With over 39 million people living with the virus as of 2022—according to UNAIDS—a reduction in new cases reported in Antigua and Barbuda is welcome news.
According to Hannays, there has been a 30 percent reduction in new cases being reported at both public and private health facilities in the Latin American and Caribbean region, with the total cases that the country has seen since 1985 standing at 1390.
Males continue to lead in the majority of the cases in the country with 53 percent (750) of the total figure; females figures stand at 640 (47 percent).
On December 1, World AIDS Day will be celebrated under the theme “Let Communities Lead” with the UN agency describing the day as “more than a celebration of the achievements of communities; it is a call to action to enable and support communities in their leadership roles”.
“Communities are leading World AIDS Day, and across the world are shaping the events and tailoring the detailed calls to their specific needs,” the agency said.

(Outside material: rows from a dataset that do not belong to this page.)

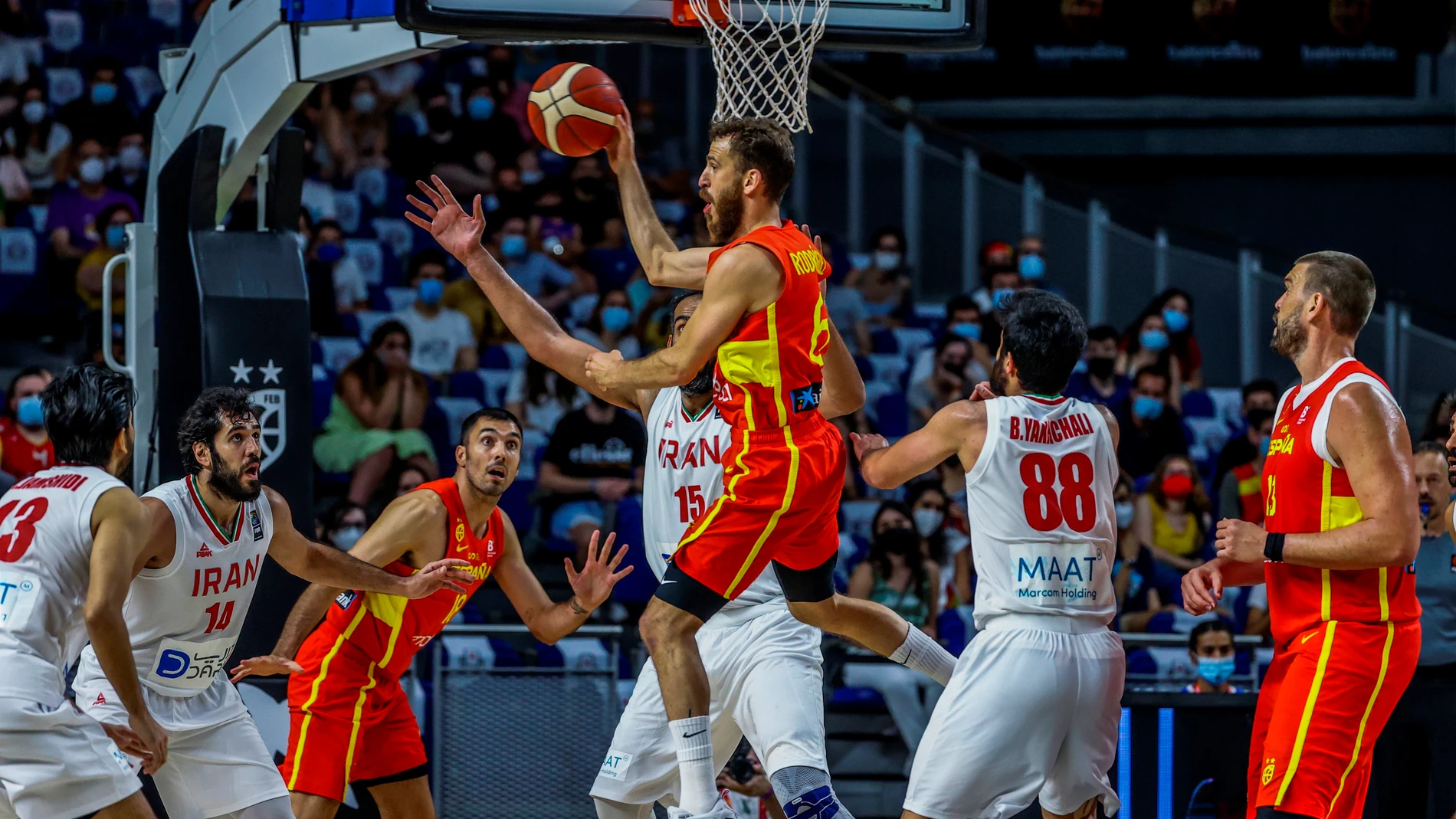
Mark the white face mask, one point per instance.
(928, 521)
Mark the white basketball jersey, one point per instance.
(185, 618)
(684, 476)
(45, 545)
(1040, 501)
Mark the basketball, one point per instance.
(571, 110)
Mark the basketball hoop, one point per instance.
(762, 53)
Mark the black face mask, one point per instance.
(1101, 367)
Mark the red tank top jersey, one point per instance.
(1304, 492)
(769, 372)
(391, 629)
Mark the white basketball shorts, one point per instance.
(768, 684)
(56, 761)
(1031, 712)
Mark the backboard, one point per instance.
(859, 25)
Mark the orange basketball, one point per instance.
(571, 110)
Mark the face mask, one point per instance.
(615, 319)
(1148, 408)
(34, 111)
(1124, 514)
(103, 93)
(347, 537)
(363, 102)
(928, 521)
(1216, 670)
(1033, 267)
(480, 108)
(92, 171)
(967, 330)
(29, 412)
(1155, 341)
(513, 244)
(131, 158)
(330, 252)
(1177, 486)
(431, 291)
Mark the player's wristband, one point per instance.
(1274, 547)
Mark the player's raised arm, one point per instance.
(1368, 437)
(663, 262)
(120, 526)
(549, 621)
(959, 427)
(538, 330)
(739, 278)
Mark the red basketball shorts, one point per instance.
(1324, 702)
(779, 503)
(349, 722)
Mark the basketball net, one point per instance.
(762, 53)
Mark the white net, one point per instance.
(762, 53)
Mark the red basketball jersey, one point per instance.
(391, 629)
(1307, 492)
(771, 372)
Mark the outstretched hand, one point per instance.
(459, 233)
(598, 574)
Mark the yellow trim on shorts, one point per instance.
(1308, 715)
(313, 694)
(1379, 683)
(773, 519)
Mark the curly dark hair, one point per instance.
(215, 408)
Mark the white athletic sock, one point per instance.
(926, 657)
(695, 762)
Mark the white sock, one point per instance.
(695, 764)
(926, 657)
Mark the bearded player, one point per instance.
(763, 317)
(1033, 709)
(1341, 523)
(351, 722)
(194, 581)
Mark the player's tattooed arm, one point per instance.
(549, 621)
(543, 338)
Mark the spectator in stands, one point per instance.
(1101, 383)
(356, 129)
(130, 175)
(375, 416)
(1145, 344)
(1174, 516)
(1414, 755)
(611, 326)
(900, 578)
(441, 336)
(593, 460)
(1260, 398)
(1210, 647)
(25, 447)
(344, 524)
(38, 142)
(101, 114)
(1150, 428)
(1241, 492)
(540, 398)
(73, 210)
(946, 383)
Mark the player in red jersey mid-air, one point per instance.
(1341, 524)
(763, 317)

According to the UN agency, domestic funding against the virus stood at 60 percent of total funding efforts, compared to the previous decade of 50 percent of domestic funding in 2010.
Additionally, US $20.8 billion was available for HIV programmes in low- and middle-income countries in 2022––2.6 percent less than in 2021 and well short of the US$ 29.3 billion needed by 2025.
In the Caribbean, 330,000 persons are currently living with HIV with 16,000 new infection cases reported with 9 percent of the new cases being children (14 and under) and 81 percent or 1400 being adults.
As of 2022, AIDS related deaths amounted to 5,600, with 423 being from Antigua and Barbuda.
Overall, however, there has been a reduction of HIV/AIDS related deaths in the region reported at around 33 percent.